Birthplace and childhood home of Mao Zedong

Former Residence of Mao Zedong or Mao Zedong's Former Residence (毛泽东故居 (毛澤東故居, Máo Zédōng Gùjū)) was built in the late Qing dynasty (1644-1911). It is located in Shaoshan Village of Shaoshan Township in Shaoshan, Xiangtan, Hunan, China. The building was the birthplace and childhood home of Mao Zedong, the first leader of the People's Republic of China. It has a building area of about 472.92 m2, embodies buildings such as the old houses, the Mao Zedong Memorial Hall, the Bronze Statue of Mao Zedong, the Cultural relics Exhibition Hall, and the Dishui Hole (Dripping Water Cave; 滴水洞).

==History==

Mao Zedong's grandfather built a five-and-a-half-room hut here in 1878. Mao Zedong was born here in 1893, and he lived here about 17 years before leaving for his studies. He returned home in 1912 to mobilize his relatives to join the revolution. In 1925, Mao Zedong returned to Shaoshan with his wife, Yang Kaihui, and in the name of "recuperating from an illness", he reached out to the masses to lead and carry out the peasants' movement, and set up a CCP branch in Shaoshan in the former residence, with Mao Fuxuan, Mao Zedong's close friend, as the secretary of the branch. Having led the Peasant Movement in Guangzhou, he sought to start a similar movement in Hunan. In 1927, Mao Zedong returned to Shaoshan to study the peasant movement and held a symposium for peasant cadres and the elderly at the residence. In 1929, the residence was confiscated by the Kuomintang government and destroyed.

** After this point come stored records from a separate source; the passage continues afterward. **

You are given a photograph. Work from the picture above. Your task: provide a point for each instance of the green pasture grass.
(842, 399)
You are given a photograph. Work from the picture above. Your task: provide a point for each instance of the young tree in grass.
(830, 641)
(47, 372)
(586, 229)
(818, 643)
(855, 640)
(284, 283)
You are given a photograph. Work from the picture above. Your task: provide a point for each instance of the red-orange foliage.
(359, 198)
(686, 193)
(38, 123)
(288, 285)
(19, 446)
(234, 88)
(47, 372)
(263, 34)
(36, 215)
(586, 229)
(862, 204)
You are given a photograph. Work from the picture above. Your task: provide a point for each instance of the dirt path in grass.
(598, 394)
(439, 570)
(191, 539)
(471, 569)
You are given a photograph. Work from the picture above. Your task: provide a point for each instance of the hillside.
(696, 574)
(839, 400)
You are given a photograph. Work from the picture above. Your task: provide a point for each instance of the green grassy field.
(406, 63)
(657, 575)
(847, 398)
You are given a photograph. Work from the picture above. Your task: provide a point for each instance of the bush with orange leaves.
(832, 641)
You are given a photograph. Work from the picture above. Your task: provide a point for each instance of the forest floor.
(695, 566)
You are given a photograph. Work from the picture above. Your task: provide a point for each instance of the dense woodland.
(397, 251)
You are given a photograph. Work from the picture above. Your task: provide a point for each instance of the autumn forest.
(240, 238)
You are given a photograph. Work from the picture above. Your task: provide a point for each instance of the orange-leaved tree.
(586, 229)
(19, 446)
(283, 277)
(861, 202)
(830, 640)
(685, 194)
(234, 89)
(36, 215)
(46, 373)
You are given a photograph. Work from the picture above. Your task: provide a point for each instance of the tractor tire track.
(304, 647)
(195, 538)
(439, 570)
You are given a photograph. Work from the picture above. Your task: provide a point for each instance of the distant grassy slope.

With the founding of the People's Republic of China, in 1950, the former residence of Mao Zedong was restored in its original form. On February 6, 1951, the former residence of Mao Zedong was officially opened to the public. In 1952, the former residence of Mao Zedong was renovated. Mao again returned in 1959, eight years after the new house had been opened as a museum, and five years after it had officially been renamed Mao Zedong's Former Residence. In 1961, it was listed as a "Major Historical and Cultural Site Protected at the National Level" (全国重点文物保护单位) by the State Council of China. On June 27, 1983, Central Advisory Commission Chairman Deng Xiaoping wrote "Mao Zedong's Former Residence" on the horizontal tablet. In 1989, it was renovated. On December 20, 1993, the Communist Party general secretary Jiang Zemin attended the unveiling of the statue of Mao Zedong outside the house. In July 1997, it was listed as a National Patriotic Education Base (全国爱国主义教育基地) by the Publicity Department of the Chinese Communist Party. In December 2004, it was closed for rebuilding and repairs in 15 days.

== Exhibition ==
In the former residence, Mao's bedroom, Mao's parents' bedroom, Mao Zemin's bedroom, Mao Zetan's bedroom, the horizontal hall, the kitchen and all the rooms are restored and displayed. A large number of cultural relics are displayed in these rooms, among which the most precious relics are: bed, cabinet, folding stool, square table and wooden bamboo stool in Mao Zedong's bedroom; bed, cabinet, folding stool, desk and long sleeping chair in Mao Zedong's parents' bedroom; water tank and cupboard in the kitchen; stone mill, waterwheel and big water rake in the agricultural tools room; rice pestle and windmill in the pestle and mortar room, etc.